ご存知のように、私たちの社会は今まで経験したことのない時代に入っていこうとしています。日本社会は10年前の2004年をピークに急激な人口減少と超高齢化社会への道を歩み始めました。それは教会の働きや教会開拓のあり方と無縁ではありません。特に教会から子どもが少なくなりましたが、その傾向はさらに進むでしょう。4-14歳のことをこの欄に書いたことがありますが、この14歳までの若年層は2004年から2050までの間に半数になると言われています。そしてこのことは日本社会にさまざまな影響を与えます。

その影響についてはここで触れることはできませんが、ある人々は、社会の変化とともに教会を形成する人々の様子も変わってくると指摘します。「学歴があり、日本国籍を持ち、経済的に安定し、結婚し、子どもがおり、社会参加し、精神疾患を経験していない」人々が教会の多数であった時代は過ぎ去ります。そして「フリーターや無職、外国籍保有者や片親が外国人の人、社会参加が不可能な方、貧困生活者、一人住まいの方、片親家庭、精神疾患を患っている方」という方々が教会の多数となると指摘します。

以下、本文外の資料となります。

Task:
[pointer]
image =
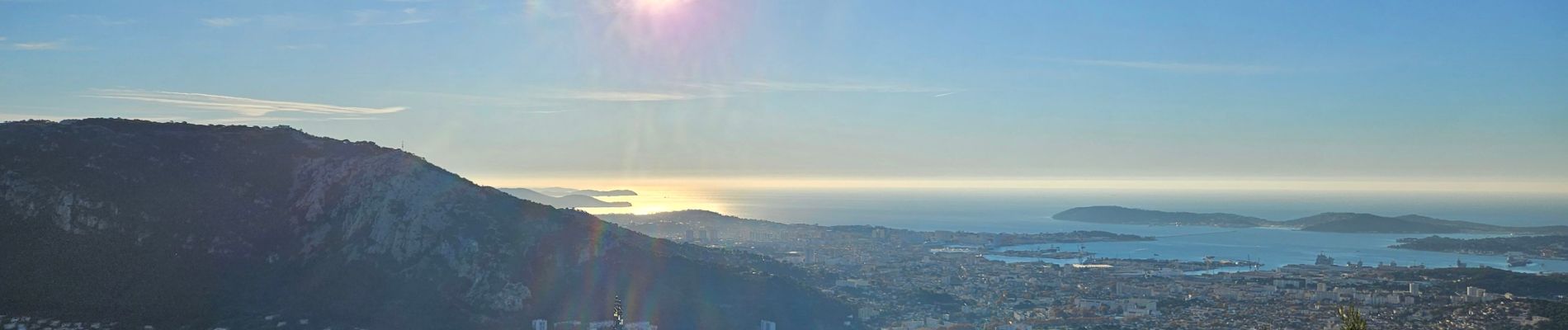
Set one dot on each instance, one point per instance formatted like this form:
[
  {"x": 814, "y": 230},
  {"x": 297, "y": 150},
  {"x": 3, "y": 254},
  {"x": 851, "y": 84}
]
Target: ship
[
  {"x": 1518, "y": 260},
  {"x": 1325, "y": 260}
]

私たちの中には、前者のような人々の教養や地位や経済によって教会が維持され伝道が前進することを理想としていたことはないでしょうか。しかし、よく考えればそれは正しい姿ではありません。そもそも聖書が描く教会はそんな「立派な人の集団」でも「社会の勝ち組の集まり」でも「同じような人々のサークル」でもありません。もし私たちがかつてそうであったとしても、その理想像にそった教会をこれからも開拓しようと思っているなら、私たちは宣教の使命を果たせないだけではなく、私たち自身も立ちゆかなくなるでしょう。むしろ今こそ真の成熟の姿を明確にする時です。高度経済成長期のような繁栄や成功とは異なる、成熟した教会が貧しさと弱さのなかで実現していくのです。そのために現在の問題は回避すべき災いではなく、むしろ強いられた恵みなのでしょう。